Figure 6. Migrating glioma cells promote activation of the transcription factor NF-κB whereas migration-restricted glioma cells display high c-Myc activation.

T98G and SNB19 glioma cells were infected with lentivirus expressing the binding element for either the transcription factor NF-kB and a green fluorescent protein (GFP) reporter or the transcription factor c-Myc and a red fluorescent protein (tdTomato) reporter. Cells were plated in a migration stimulating environment and imaged after 48 hrs. (A) & (B) Quantitative analysis of GFP positive T98G and SNB19 glioma cells respectively, at the core and the rim in radial monolayer assay (n = 5). (C) & (D) Quantitative analysis of tdTomato positive T98G and SNB19 glioma cells respectively, at the core and the rim in radial monolayer assay (n = 5). (E) & (F) Fluorescent micrographs (20X) of mCMV control GFP vector infected T98G and SNB19 glioma cells respectively. (G) & (H) Fluorescent micrographs (20X) of control tdTomato vector infected T98G and SNB19 glioma cells respectively. (I) & (J) Fluorescent micrographs (20X) of NF-κB reporter vector infected T98G and SNB19 glioma cells respectively. (K) & (L) Fluorescent micrographs (20X) of tdTomato reporter vector infected T98G and SNB19 glioma cells respectively. Green cells are GFP positive and blue cells are not expressing the GFP protein but are stained with Hoescht stain. Red cells are tdTomato positive and blue cells are not expressing the tdTomato protein but are stained with Hoescht stain. Fluorescent micrographs of core regions are depicted by “C” and corresponding rim regions are depicted by “R”. Error bar represent the standard deviation of n = 5 observations. Asterisk (*) represents p value <0.05.
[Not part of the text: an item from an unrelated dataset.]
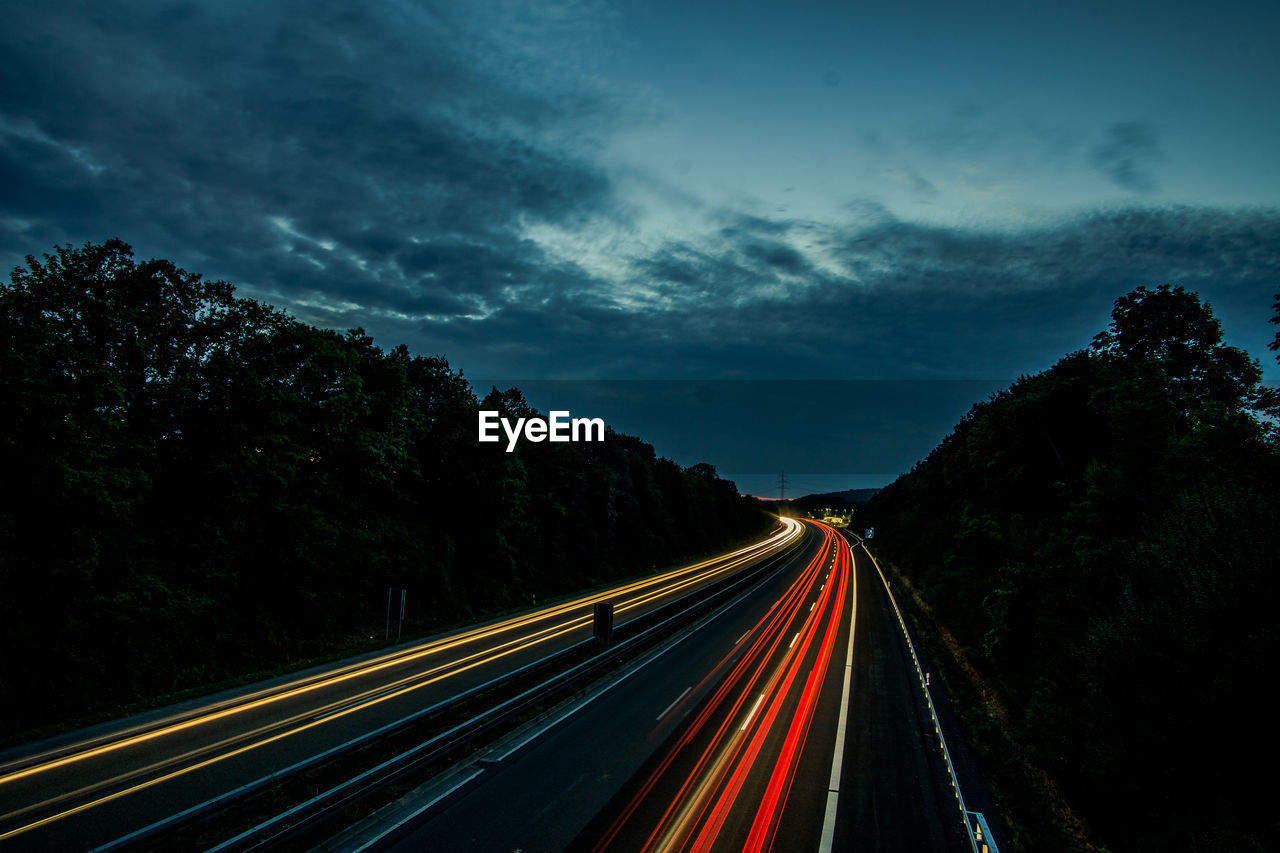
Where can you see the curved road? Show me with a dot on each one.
(740, 734)
(92, 789)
Figure 7. Knockdown of c-Myc using siRNA increases glioma cell migration and reduces glioma cell proliferation.

Western blot analysis (α-tubulin used as a loading control) to confirm reduction of c-Myc in the glioma cell lines (A) SNB19 and (D) T98G transfected with two c-Myc–specific siRNA. Untransfected cells and cells transfected with a control siRNA (luciferase) are shown for comparison. Treatment with two separate c-Myc siRNA increased migration of (B) SNB19 and (E) T98G cells in a radial migration assay when compared with untreated or luciferase-transfected cells (p<0.001, 2-tailed Student’s t-test). Treatment with two c-Myc siRNA suppressed proliferation of (C) SNB19 and (E) T98G as demonstrated by alamar blue assay when compared with untreated or luciferase transfected cells. Cell Death siRNA (Qiagen) was utilized in the proliferation assay as internal experimental control.

Figure 8. Inhibition of NF-κB function suppresses glioma cell migration in vitro and invasion ex vivo.

Treatment with 50 µM SN50 peptide inhibitor suppresses migration of (A) T98G and SNB19 glioma cells in a radial migration assay when compared with untreated (NT) or scrambled peptide treated (SN50M) cells (*; p<0.0001). (B) SNB19 glioma cells stably expressing GFP were implanted into the bilateral putamen on rat organotypic brain slices. Implanted cells were then treated with SN50 peptide inhibitor, scrambled peptide (SN50M) or left untreated (NT) and observed at 48 hrs. Depth of invasion was then calculated from Z-axis images collected by confocal laser scanning microscopy. The mean value of the depth of invasion was obtained from four independent experiments (*; p<0.0001). Treatment with 20 µM NF-κB functional inhibitor (BAY-11-7082) suppresses migration of (C) T98G and SNB19 glioma cells in a radial migration assay when compared with untreated (NT) or DMSO treated (VC) cells (*; p<0.0001). (D) Similar ex vivo brain slice invasion assay as described in B with NF-κB functional inhibitor (BAY-11-7082) demonstrated reduced invasion of T98G and SNB19 glioma cells. The mean value of the depth of invasion was obtained from four independent experiments (*; p<0.0001).